A dinâmica do golpe tem início com uma ligação para o cliente, em que um criminoso se passa por funcionário do banco. Ele informa ao correntista a existência de movimentações financeiras em seu nome, questionando se o cliente as reconhece. Surpreendida com a informação, a vítima é orientada a entrar em contato com o número da central de atendimento da instituição financeira constante no verso do seu cartão de crédito, para proceder ao bloqueio das operações financeiras desconhecidas.
Ocorre que, previamente, os criminosos fazem a interceptação da linha telefônica do cliente, de forma que, ao fazer a ligação para o número que consta no cartão, a vítima é direcionada para uma falsa central. Acreditando estar em contato com funcionários do banco, o cliente é induzido a digitar a sua senha pessoal — momento em que ela é capturada —, bem como a entregar o objeto, aparentemente inutilizado (cortado), mas com o chip intacto, a um suposto motoboy que presta serviços à instituição.
Na decisão, o ministro considerou o entendimento da 3ª Turma do STJ de que cabe aos bancos, em parceria com o restante da cadeia de fornecedores do serviço (proprietários das bandeiras, adquirentes e estabelecimentos comerciais), “a verificação da idoneidade das compras realizadas com cartões magnéticos, utilizando-se de meios que dificultem ou impossibilitem fraudes e transações realizadas por estranhos em nome de seus clientes, independentemente de qualquer ato do consumidor, tenha ou não ocorrido roubo ou furto”.

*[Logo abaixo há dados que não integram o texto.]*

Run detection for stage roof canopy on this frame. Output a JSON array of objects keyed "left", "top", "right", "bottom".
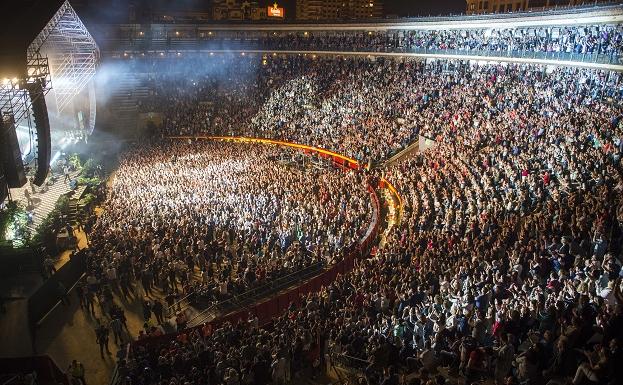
[{"left": 0, "top": 0, "right": 64, "bottom": 79}]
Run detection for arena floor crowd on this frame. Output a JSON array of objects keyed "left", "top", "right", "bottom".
[{"left": 59, "top": 52, "right": 623, "bottom": 385}]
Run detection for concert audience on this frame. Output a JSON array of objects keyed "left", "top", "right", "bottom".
[
  {"left": 80, "top": 141, "right": 371, "bottom": 320},
  {"left": 100, "top": 57, "right": 623, "bottom": 385}
]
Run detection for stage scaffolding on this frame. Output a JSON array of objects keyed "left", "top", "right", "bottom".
[{"left": 28, "top": 1, "right": 100, "bottom": 113}]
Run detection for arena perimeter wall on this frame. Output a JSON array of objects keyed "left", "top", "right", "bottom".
[{"left": 131, "top": 136, "right": 402, "bottom": 349}]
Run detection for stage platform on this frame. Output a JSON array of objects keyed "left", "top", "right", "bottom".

Bellizze afirmou que, no caso do “golpe do motoboy”, há a concorrência de causas, “de modo que o estelionato não teria êxito se ausente a conduta do consumidor, e, da mesma forma, o crime não ocorreria se a instituição financeira cumprisse com o dever de segurança de impedir transações com aparência de ilegalidade.”
No entanto, o relator destacou que, por se tratar de um cliente idoso, “a imputação de responsabilidade há de ser feita sob as luzes do Estatuto do Idoso e da Convenção Interamericana sobre a Proteção dos Direitos Humanos dos Idosos, sempre considerando a sua peculiar situação de consumidor hipervulnerável”. Nessas circunstâncias, deve ser declarada “a inexigibilidade de todas as transações bancárias não reconhecidas pelo recorrente”.
O idoso foi representado na ação pelos advogados Ulisses Riedel, Ludmila Mendes e Arthur Augusto Groke Faria, da Advocacia Riedel. Para Ludmila, a decisão traz segurança o consumidor. “Golpes como esse infelizmente têm se tornado cada vez mais frequentes, e as vítimas, em grande parte das vezes, são idosos. A decisão garante maior segurança para os clientes e incentiva que os bancos adotem medidas de segurança mais efetivas — que de fato bloqueiem as operações fora do padrão de consumo do consumidor — e assumam responsabilidade em caso de desfalque.”